As Detroit's human population continues to dwindle, more pets are left abandoned as poverty in the wake of the Motor City's financial and political collapse causes thousands to leave behind their homes and animals, Bloomberg reports, with as many as 50,000 abandoned dogs currently roaming the streets.

The abandoned dogs take shelter in the countless abandoned buildings of the bankrupt city, with only four animal control officers available to help clean up the mess, down from 15 in 2008. Nearly ten years ago, Detroit's population also took a staggering nosedive from 1.8 million to 700,000 people. Over-filled animal shelters and strays terrorizing neighbors are just some of the issues plaguing the city.

"With these large open expanses with vacant homes, it's as if you designed a situation that causes dog problems," Harry Ward, head of animal control, said to Bloomberg News.

According to Amanda Arrington of the Humane Society of the United States, the high number of strays signals a humanitarian crisis, a form of symbiotic suffering between human and animal.

"It was almost post-apocalyptic, where there are no businesses, nothing except people in houses and dogs running around," Arrington said of her visit to the Motor City in October of last year. "The suffering of animals goes hand in hand with the suffering of people."

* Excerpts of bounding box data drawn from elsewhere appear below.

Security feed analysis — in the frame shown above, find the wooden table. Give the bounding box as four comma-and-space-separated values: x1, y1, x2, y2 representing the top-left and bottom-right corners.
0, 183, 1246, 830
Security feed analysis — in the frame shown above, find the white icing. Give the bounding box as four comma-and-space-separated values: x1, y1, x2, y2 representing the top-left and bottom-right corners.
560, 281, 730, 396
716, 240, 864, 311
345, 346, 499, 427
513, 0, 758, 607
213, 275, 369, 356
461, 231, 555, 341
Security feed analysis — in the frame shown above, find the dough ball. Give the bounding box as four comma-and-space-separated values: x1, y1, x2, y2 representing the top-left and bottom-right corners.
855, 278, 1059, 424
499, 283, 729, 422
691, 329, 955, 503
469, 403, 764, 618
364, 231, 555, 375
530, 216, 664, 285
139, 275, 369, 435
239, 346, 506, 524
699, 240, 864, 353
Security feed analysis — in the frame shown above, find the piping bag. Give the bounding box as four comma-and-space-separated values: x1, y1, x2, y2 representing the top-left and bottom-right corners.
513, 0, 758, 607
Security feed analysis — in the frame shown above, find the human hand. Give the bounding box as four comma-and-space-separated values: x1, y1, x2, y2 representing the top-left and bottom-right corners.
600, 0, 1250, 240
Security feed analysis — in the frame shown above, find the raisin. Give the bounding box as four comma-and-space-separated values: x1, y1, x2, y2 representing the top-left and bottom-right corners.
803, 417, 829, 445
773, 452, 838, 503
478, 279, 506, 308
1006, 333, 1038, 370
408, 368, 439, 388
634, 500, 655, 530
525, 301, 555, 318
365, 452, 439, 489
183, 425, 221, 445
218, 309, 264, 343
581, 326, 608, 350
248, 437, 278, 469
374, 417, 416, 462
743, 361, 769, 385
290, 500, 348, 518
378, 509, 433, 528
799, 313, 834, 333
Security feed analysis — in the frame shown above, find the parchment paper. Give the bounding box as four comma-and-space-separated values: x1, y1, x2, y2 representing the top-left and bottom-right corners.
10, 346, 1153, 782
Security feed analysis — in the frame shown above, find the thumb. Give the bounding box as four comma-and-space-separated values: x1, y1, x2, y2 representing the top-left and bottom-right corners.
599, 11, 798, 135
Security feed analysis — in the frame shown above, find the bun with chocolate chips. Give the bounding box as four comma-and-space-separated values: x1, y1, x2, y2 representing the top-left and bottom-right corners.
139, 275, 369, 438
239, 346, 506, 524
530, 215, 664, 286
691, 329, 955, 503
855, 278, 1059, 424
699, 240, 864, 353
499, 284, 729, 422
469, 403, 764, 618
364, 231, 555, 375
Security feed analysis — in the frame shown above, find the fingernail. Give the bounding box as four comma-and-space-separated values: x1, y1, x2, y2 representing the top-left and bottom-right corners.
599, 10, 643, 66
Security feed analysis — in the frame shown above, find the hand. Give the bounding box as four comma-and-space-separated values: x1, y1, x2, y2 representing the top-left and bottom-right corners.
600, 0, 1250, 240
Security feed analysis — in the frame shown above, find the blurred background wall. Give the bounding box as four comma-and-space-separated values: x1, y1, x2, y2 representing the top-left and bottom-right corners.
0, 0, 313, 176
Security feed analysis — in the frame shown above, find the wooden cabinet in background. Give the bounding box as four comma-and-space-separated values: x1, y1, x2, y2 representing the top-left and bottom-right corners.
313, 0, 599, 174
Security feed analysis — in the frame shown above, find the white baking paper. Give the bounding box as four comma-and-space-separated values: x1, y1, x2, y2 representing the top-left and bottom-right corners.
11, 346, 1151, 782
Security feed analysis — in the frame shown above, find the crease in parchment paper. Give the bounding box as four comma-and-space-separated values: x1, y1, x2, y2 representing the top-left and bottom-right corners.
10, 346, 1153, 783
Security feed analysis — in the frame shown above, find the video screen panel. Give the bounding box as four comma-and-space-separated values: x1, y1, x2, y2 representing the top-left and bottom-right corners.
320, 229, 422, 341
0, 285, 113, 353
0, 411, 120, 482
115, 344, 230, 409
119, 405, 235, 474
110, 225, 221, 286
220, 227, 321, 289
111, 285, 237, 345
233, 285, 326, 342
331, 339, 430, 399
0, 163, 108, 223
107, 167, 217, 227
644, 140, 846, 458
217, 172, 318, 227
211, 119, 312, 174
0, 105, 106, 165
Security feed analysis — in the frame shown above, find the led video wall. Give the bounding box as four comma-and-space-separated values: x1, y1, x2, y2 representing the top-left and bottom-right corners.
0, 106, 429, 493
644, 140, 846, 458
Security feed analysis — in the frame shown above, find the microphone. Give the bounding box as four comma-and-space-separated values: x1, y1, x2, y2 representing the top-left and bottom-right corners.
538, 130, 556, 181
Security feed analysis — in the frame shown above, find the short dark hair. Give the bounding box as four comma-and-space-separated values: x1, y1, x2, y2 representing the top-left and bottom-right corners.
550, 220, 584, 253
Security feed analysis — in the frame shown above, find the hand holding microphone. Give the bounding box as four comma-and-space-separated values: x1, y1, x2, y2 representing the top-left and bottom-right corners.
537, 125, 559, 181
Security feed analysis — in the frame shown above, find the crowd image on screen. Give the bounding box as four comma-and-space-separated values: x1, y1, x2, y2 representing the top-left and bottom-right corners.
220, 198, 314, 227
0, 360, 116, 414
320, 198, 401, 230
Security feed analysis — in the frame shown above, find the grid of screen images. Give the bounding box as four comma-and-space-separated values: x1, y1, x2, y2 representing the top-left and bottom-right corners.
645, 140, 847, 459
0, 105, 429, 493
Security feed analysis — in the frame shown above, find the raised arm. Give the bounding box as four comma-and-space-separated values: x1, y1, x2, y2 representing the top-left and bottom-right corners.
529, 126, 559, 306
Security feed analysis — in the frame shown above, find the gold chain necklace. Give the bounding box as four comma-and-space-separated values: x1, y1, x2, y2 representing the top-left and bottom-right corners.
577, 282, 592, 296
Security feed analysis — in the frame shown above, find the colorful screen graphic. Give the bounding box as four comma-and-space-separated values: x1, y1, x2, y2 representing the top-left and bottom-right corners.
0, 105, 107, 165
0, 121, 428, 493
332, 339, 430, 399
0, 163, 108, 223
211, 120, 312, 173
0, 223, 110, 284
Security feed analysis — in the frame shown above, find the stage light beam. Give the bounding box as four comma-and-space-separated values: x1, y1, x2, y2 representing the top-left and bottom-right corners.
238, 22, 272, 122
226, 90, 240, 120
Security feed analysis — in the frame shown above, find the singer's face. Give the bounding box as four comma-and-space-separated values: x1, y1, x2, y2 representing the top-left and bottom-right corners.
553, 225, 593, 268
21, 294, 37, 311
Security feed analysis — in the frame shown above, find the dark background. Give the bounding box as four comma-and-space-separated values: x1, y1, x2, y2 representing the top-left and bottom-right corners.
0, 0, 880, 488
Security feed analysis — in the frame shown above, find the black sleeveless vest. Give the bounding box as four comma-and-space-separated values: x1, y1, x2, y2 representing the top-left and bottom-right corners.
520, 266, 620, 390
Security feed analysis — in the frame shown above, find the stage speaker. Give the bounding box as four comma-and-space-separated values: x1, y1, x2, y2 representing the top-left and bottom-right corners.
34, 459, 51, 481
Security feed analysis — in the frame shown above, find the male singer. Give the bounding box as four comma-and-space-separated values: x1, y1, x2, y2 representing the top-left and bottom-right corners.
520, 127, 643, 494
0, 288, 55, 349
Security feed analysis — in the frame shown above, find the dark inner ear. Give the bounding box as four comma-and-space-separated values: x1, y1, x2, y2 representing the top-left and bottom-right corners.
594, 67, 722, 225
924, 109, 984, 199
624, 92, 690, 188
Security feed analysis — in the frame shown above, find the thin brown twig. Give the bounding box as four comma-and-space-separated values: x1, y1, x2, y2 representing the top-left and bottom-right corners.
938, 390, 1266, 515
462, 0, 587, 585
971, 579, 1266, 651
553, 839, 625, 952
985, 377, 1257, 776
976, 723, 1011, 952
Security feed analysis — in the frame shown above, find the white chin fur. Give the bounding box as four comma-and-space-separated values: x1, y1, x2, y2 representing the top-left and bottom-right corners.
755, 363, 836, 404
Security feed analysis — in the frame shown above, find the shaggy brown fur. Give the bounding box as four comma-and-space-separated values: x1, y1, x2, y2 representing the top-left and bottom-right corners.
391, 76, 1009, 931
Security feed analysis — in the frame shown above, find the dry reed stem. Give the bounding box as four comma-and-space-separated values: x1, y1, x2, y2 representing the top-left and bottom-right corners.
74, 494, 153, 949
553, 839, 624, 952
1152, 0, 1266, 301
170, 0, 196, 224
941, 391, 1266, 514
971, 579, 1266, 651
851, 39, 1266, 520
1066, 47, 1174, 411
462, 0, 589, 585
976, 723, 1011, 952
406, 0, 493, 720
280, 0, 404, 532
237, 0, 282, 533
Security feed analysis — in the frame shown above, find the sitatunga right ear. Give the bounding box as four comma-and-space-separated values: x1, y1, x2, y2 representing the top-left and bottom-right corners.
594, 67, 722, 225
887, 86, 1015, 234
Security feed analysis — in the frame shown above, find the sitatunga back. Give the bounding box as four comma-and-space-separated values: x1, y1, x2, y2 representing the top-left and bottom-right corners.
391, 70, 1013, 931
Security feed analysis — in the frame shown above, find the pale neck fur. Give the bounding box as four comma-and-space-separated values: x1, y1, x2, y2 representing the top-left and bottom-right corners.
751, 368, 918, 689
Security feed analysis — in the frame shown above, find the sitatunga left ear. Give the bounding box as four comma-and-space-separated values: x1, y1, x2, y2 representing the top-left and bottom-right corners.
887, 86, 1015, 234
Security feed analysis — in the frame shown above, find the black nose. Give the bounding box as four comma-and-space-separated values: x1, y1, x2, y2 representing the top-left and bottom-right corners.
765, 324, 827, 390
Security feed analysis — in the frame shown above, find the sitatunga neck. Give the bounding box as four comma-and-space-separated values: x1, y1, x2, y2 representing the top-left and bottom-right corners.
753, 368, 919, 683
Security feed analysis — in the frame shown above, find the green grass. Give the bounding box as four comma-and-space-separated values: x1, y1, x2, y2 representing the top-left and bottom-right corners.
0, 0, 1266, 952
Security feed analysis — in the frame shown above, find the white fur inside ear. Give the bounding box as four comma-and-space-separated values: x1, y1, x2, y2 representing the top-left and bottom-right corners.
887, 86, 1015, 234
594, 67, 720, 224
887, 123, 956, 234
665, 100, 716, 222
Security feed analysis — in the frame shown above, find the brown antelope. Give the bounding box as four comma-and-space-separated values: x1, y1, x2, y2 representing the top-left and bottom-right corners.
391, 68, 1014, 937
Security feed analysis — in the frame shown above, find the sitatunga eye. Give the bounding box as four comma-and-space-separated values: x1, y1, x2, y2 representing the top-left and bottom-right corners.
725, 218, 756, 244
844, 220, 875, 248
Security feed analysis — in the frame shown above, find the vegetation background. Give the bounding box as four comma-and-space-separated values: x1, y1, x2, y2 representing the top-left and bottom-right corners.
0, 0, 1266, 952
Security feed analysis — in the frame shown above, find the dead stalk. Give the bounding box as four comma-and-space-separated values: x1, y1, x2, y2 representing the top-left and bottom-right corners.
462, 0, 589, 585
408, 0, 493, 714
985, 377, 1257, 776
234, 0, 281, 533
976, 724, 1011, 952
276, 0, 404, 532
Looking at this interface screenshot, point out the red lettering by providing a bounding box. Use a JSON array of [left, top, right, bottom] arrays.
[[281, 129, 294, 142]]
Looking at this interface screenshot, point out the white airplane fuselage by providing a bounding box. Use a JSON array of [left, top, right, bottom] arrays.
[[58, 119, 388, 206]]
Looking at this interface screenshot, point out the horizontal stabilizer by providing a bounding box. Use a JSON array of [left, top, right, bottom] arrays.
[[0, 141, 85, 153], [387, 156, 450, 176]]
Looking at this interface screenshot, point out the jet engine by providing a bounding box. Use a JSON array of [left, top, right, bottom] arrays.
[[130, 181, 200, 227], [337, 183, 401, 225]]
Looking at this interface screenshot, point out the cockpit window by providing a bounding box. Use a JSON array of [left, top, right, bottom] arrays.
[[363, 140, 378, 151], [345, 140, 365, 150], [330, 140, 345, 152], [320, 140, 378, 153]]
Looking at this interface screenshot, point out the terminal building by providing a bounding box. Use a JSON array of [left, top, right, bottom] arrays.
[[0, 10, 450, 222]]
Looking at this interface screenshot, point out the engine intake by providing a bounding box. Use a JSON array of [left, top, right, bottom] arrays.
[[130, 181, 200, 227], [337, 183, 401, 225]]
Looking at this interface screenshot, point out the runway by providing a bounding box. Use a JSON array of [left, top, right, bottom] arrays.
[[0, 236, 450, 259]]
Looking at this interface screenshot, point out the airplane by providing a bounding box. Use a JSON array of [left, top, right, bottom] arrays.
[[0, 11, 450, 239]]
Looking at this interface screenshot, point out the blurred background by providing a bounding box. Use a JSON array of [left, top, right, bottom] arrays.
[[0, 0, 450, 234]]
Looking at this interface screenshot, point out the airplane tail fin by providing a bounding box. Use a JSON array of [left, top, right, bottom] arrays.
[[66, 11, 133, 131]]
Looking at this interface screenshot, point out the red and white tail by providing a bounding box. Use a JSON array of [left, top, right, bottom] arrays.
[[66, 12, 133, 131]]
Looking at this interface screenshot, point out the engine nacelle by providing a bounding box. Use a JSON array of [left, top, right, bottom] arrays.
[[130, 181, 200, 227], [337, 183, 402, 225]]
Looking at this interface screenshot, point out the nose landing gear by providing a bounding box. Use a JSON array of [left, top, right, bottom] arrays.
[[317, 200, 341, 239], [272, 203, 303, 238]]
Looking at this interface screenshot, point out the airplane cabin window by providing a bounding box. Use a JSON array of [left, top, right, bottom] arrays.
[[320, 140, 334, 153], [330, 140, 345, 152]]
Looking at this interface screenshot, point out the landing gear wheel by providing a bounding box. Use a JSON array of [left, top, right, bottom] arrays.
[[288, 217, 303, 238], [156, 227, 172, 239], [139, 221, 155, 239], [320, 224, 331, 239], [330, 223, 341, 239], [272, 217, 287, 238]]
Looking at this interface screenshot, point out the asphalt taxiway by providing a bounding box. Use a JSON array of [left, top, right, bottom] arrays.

On July 18, Detroit, former auto industry powerhouse, declared municipal bankruptcy, with more than $18 billion in long-term debt and an operating deficit of nearly $400 million.

When home owners abandon their properties and leave their pets behind, Arrington explained the dogs are left to roam free and reproduce, further contributing to the overpopulation of homeless pets. Ward explained that Detroit's three shelters take in about 15,000 animals a year, though there an estimated 70,000 vacant buildings providing a makeshift form of shelter for the stray dogs.

Seven days a week, Ward and his four officers don bulletproof vests to shield themselves from possibly angry homeowners, roaming the streets to collect strays with the help of only one dog bite investigator, operating on a budget of just $1.6 million a year.

"We are really suffering from fatigue, short staffed" and working over-time, Ward said in a recent interview. The streets are dominated by pitbull and mixed-pit strays, according to Ward, due to widespread dogfighting in the suffering city. Abused animals means more aggressive dogs, prone to attacking mailmen and other pets.

Ed Moore, a Detroit-area spokesman, told Bloomberg News that it is a "persistent problem," and mail carrier Catherine Guzik explained that she carries pepper spray to protect herself from swarms of vicious tiny dogs in a southwest neighborhood, deeming it "Chihuahuaville." Strays, left to fend for themselves, often roam in packs.

In July, Detroit's animal pound had to stop accepting more animals for an entire month because the city had not paid a service that hauls away the bodies of euthanized animals, costing about $20,000 a year. The pound's freezers were gruesomely packed with animal carcasses, the live pens overflowing until the bills were paid.

According to Ward, more pet owners need to be educated on how to properly care for and look after their dogs. Kristen Huston, who leads the non-profit Detroit office of All About Animals Rescue, told Bloomberg News that she often walks through some of the city's poorest neighborhoods to talk to pet owners, sometimes offering them a free bag of pet food or a doghouse.

"Technically, it's illegal to let a dog roam, but with the city being bankrupt, who's going to do anything about it?" Huston said.